Place de la Nation : Un archevêque à la prière du ramadan

Ce n’est pas tous les jours qu’on voit un prélat à une prière musulmane C’est la scène, forte d’émotion et de symbole, qui a été donnée à voir le vendredi 10 septembre 2010 à la place de la Nation à l’occasion de la fête de Ramadan placée sous le signe du dialogue interreligieux.

Vendredi 10 septembre 2010. Jour de fête à Ouagadougou. Dans la matinée, l’heure est à la grande prière. Dans les quartiers, les gens se hâtent pour ne pas rater ce rendez-vous annuel. En petits groupes, hommes, femmes et enfants se dirigent vers les lieux de prière, vêtus de leurs plus beaux atours, chapelets bien en vue chez certains, tapis au cou ou à l’épaule. Au centre-ville, et plus précisément à la place de la Nation, les rues fourmillent de monde. La Police nationale et la Police municipale, aidées par des éléments de la sécurité de la grande mosquée, s’attellent à donner plus de fluidité à la circulation dans les environs.

8h 30 mn, un coup de fusil à poudre se fait entendre du côté de la BCEAO. C’est l’annonce de l’arrivée du Moogho Naaba Baongho escorté par des cavaliers. Presque au même moment, des membres du gouvernement sont accueillis par le comité d’organisation et installés en bonne place. Pendant ce temps, des décibels crachaient des lectures de versets coraniques jusqu’à ce que, subitement, une voix d’homme perce le ciel par un chant repris en chœur par un groupe qui accompagnait une personnalité religieuse, en l’occurrence El Hadj Aboubacar Sana, l’imam de la grande mosquée de Ouagadougou, celui-là même qui dirige les prières lors des fêtes. La place de la Nation est à ce moment noire de monde.

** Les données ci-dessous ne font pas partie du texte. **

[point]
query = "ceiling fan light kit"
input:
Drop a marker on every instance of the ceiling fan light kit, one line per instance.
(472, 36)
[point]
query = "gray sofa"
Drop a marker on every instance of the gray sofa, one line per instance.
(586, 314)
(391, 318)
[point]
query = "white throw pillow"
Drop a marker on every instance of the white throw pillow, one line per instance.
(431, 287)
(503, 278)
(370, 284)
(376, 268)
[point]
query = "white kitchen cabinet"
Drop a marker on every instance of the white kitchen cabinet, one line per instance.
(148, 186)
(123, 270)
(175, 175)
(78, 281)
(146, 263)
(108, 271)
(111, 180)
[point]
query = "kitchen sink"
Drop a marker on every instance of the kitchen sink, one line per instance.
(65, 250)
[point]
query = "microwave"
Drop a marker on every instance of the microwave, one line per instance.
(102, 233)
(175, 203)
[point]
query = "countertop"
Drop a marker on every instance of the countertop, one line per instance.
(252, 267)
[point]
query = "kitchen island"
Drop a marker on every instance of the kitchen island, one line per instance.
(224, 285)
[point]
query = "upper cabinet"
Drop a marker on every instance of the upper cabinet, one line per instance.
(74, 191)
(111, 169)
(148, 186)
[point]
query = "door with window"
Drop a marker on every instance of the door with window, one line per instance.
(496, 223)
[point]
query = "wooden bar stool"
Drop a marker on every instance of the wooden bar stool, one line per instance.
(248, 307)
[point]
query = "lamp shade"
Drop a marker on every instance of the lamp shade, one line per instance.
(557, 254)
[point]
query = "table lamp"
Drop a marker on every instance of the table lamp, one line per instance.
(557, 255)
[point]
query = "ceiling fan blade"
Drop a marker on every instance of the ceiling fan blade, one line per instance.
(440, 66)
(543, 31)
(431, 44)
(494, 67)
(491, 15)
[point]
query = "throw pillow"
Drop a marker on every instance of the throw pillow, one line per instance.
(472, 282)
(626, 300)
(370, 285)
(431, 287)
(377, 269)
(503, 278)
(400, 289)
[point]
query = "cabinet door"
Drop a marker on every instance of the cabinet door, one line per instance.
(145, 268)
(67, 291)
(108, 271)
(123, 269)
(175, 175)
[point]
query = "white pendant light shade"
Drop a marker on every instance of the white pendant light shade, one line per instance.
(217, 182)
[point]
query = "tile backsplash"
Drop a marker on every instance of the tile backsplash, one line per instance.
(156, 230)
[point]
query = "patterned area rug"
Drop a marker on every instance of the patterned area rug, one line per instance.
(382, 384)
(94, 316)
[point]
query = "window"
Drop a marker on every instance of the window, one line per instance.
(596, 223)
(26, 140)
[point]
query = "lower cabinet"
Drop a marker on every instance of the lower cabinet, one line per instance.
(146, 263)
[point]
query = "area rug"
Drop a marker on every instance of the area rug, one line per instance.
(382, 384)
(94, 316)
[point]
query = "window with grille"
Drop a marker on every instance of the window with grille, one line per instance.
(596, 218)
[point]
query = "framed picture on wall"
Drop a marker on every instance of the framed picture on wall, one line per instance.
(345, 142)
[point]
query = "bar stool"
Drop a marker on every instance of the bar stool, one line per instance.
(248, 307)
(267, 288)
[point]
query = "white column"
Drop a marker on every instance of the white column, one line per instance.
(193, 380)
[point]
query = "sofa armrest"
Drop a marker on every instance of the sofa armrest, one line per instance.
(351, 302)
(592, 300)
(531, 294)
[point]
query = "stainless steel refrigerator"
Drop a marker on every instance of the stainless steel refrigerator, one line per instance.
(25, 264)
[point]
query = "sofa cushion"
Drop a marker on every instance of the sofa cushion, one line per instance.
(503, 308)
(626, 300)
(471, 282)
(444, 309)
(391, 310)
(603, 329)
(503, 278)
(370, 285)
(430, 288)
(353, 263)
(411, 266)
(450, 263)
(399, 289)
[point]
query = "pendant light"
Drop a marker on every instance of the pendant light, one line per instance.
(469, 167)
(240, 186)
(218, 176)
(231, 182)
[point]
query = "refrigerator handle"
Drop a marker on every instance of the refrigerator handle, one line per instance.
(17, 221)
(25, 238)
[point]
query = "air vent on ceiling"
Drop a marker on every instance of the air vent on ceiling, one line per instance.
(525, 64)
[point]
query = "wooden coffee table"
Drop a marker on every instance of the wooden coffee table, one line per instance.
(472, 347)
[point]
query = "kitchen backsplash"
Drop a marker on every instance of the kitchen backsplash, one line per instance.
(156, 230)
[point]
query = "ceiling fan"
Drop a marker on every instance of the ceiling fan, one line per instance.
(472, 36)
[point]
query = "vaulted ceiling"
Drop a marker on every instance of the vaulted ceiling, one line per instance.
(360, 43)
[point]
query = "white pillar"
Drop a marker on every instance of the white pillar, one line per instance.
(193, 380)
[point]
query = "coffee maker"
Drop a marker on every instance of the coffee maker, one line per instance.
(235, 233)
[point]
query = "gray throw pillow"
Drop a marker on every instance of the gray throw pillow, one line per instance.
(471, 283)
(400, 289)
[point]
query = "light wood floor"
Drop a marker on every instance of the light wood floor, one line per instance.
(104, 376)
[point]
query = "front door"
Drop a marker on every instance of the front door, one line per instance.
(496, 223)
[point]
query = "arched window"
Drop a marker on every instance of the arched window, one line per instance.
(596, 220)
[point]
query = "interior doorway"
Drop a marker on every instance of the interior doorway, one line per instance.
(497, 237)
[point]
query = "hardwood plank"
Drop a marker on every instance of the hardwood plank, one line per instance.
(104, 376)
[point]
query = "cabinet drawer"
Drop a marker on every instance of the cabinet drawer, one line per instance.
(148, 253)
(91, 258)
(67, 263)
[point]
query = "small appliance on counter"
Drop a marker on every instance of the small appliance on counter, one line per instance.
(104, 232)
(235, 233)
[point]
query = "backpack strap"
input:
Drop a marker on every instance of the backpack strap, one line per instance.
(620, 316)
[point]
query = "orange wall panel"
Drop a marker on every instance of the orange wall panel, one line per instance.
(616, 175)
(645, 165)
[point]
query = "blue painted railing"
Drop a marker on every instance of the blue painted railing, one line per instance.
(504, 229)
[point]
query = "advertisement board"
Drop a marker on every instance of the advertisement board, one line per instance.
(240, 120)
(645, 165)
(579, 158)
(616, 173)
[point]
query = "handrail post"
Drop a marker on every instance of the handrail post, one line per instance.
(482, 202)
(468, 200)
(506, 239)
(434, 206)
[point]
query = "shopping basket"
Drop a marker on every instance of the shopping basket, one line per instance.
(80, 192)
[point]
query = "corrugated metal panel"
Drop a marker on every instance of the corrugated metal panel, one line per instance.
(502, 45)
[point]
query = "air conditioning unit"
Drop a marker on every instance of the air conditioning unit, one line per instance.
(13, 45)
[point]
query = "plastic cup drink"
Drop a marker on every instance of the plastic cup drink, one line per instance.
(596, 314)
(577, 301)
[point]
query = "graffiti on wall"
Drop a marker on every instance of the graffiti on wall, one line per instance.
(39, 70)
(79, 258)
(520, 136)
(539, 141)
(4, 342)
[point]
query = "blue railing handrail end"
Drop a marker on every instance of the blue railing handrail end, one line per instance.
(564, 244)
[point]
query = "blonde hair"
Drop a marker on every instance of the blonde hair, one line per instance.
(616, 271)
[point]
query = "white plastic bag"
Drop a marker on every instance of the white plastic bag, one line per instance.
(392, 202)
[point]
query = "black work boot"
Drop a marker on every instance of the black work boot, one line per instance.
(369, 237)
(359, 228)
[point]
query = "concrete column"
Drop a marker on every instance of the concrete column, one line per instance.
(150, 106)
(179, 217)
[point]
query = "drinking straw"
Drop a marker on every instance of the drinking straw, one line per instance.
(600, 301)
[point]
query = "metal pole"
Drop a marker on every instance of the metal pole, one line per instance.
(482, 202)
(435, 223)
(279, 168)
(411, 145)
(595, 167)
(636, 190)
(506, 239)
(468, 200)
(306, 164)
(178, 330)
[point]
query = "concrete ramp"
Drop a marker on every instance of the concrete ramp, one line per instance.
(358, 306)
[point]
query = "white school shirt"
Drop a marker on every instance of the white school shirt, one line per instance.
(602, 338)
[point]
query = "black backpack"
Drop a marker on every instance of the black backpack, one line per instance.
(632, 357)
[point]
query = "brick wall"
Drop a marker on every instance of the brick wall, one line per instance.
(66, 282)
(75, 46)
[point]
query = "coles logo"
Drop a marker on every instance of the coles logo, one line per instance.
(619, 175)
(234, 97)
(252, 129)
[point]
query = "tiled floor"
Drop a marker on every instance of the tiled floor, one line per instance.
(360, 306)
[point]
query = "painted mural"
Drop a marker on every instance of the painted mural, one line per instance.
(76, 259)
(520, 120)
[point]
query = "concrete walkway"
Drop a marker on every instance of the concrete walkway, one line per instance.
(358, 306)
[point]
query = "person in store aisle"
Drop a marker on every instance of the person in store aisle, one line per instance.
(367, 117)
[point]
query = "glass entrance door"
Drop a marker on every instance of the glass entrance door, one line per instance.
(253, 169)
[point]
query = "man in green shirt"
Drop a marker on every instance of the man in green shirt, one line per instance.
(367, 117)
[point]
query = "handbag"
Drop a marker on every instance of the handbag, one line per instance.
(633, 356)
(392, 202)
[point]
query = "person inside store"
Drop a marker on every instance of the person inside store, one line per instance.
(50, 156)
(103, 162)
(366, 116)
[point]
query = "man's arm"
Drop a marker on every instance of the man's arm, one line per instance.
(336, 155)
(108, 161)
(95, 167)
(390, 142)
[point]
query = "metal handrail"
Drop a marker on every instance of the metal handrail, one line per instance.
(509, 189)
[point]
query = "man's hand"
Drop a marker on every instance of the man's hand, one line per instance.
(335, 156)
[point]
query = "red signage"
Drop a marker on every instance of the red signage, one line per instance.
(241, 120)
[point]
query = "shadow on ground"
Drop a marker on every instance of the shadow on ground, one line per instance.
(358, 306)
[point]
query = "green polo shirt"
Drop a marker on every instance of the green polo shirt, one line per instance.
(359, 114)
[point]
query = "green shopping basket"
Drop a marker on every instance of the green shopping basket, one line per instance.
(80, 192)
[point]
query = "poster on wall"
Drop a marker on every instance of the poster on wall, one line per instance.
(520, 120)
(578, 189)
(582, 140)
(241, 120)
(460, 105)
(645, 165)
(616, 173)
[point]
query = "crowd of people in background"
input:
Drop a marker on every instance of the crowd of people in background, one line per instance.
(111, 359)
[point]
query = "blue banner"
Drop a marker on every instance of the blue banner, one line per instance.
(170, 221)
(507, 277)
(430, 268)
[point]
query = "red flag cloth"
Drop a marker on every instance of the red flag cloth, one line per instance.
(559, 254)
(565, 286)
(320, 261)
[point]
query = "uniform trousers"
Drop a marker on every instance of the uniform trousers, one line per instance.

9 h 00 : début effectif de la prière tant attendue, prière d’une dizaine de minutes qui s’achève par le sermon de l’imam marqué par des bénédictions, des conseils aux musulmans sur le jeûne et leur comportement dans la société et la vie de tous les jours. Le fait nouveau et exceptionnel dans la célébration de cette fête fut la présence d’une délégation de l’Eglise catholique conduite par Monseigneur Philippe Ouédraogo lui-même, venu fraterniser avec « ses frères musulmans » et leur livrer un message de paix intitulé : “Chrétiens et musulmans : ensemble pour vaincre la violence interconfessionnelle”.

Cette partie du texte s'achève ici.